It’s just sad is what it is: **Blake **you would never put up with this shit if someone pulled it on you in a debate concerning, say, anthropology. You would turn your usual sarcasm and scorn upon such pathetic and underhanded technique.

But when it comes to religion…

Thanks Princhester.

I think that little back and forth shows how tricky it can be to clarify even the simplest of points on this subject.

I also think it shows the automatic defensiveness (of both theists and non-theists) to having religious claims dismissed. It somehow seems wrong and rude, even when in any other area (politics, sport, art, music) any similar ad-hoc claim would be subject to the same dismissiveness and no-one would bat an eyelid.
Religious claims are different apparently, it is expected they are due respect just because they are religious.

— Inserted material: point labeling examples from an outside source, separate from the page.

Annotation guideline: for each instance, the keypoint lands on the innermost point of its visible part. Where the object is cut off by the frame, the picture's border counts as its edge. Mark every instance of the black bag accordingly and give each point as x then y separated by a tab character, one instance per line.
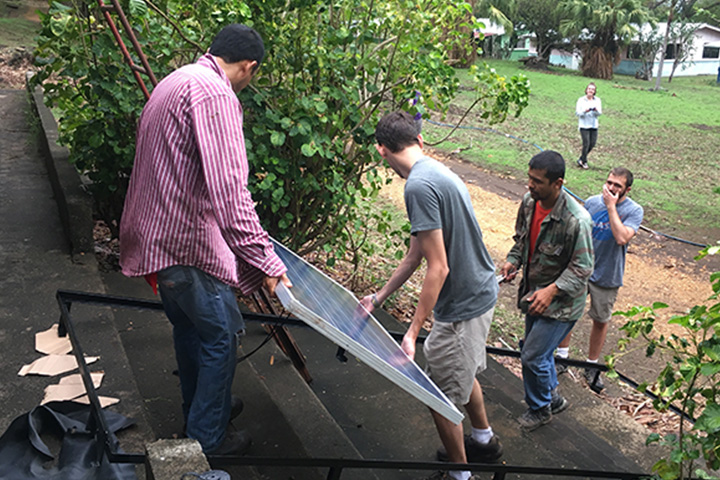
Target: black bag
25	456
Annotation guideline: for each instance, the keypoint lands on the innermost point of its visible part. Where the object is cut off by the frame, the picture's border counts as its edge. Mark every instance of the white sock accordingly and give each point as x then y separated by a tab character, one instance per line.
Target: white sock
459	475
482	435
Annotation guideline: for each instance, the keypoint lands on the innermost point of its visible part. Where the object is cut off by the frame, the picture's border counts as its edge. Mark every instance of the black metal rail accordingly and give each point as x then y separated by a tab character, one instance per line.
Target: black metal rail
335	466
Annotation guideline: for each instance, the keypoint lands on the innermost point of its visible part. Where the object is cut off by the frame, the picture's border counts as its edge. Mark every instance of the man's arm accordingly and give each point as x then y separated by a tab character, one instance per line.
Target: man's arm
432	247
515	257
407	267
622	233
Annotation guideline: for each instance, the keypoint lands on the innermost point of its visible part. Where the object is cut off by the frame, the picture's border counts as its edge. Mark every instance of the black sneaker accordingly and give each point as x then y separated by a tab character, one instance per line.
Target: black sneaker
445	476
236	407
475	451
532	419
236	443
593	377
559	403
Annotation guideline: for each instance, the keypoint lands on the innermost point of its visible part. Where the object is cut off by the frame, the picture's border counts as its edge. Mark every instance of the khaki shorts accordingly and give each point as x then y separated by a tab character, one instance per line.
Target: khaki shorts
602	301
455	354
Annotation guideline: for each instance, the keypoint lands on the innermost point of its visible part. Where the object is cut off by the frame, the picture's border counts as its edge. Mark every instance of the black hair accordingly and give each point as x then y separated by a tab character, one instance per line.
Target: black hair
623	172
237	42
396	131
550	161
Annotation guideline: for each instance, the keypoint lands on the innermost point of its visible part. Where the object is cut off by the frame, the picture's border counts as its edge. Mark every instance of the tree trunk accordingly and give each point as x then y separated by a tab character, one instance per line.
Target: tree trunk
597	63
675	64
459	56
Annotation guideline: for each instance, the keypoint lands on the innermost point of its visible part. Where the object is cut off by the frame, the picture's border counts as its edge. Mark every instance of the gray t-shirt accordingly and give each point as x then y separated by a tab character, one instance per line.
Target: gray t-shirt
436	198
609	256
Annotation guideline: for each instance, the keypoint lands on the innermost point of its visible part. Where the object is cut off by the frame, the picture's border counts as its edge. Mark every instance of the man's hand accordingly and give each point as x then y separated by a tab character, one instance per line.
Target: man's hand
508	271
610	199
541	299
408	345
270	283
366	302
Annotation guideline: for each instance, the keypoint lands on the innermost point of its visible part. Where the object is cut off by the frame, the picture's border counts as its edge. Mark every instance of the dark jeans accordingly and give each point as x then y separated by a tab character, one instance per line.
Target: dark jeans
589	136
205	318
542	337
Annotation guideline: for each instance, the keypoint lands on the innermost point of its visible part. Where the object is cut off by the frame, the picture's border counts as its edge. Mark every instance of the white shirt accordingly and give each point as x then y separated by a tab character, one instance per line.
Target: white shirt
587	118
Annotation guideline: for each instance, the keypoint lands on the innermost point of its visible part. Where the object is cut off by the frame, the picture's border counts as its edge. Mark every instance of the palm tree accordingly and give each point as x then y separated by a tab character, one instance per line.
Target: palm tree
603	28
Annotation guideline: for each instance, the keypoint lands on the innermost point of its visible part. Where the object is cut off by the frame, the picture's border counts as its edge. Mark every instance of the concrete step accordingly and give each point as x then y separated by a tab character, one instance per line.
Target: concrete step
282	414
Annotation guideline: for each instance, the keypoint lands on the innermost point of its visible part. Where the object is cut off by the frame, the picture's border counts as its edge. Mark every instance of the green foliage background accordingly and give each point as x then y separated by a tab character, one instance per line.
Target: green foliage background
331	69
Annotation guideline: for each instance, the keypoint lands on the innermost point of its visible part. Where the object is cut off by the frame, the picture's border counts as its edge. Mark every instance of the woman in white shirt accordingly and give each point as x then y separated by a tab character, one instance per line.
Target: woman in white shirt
587	109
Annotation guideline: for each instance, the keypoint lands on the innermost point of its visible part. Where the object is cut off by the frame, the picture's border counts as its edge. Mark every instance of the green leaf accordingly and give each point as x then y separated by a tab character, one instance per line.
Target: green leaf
277	138
709	421
308	149
138	8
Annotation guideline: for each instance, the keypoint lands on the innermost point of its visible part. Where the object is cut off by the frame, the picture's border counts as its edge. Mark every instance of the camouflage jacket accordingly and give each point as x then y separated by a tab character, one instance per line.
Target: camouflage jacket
563	254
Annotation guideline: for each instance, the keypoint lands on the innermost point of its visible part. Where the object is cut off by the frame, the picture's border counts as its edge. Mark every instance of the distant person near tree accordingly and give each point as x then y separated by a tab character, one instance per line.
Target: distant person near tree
459	287
553	247
616	218
588	108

Sorry, can’t oblige. If it is unsubstantiated (or poorly defined) it gets equal attention from me (i.e. none) no matter what the topic. I’ll nod and smile and say “that’s interesting” in order to grease the cogs of social interaction but I won’t take you seriously. Not until you decide to have your unsubstantiated and ill-define concepts materially affect me, then I’ll get very serious indeed.

And that’s the basis of my atheism as well. It isn’t scientific in that it is not the result of methodical, rational enquiry. It is just my childhood default that has yet to be persuaded otherwise.

A nit I must pick: we cannot choose to believe anything at all, belief is outside our control, that is the nature of it. The very most you could ever deliberately choose is to speak and behave as though you believe or do not believe in anything at all, be it God, leprechauns, or alien anal probes.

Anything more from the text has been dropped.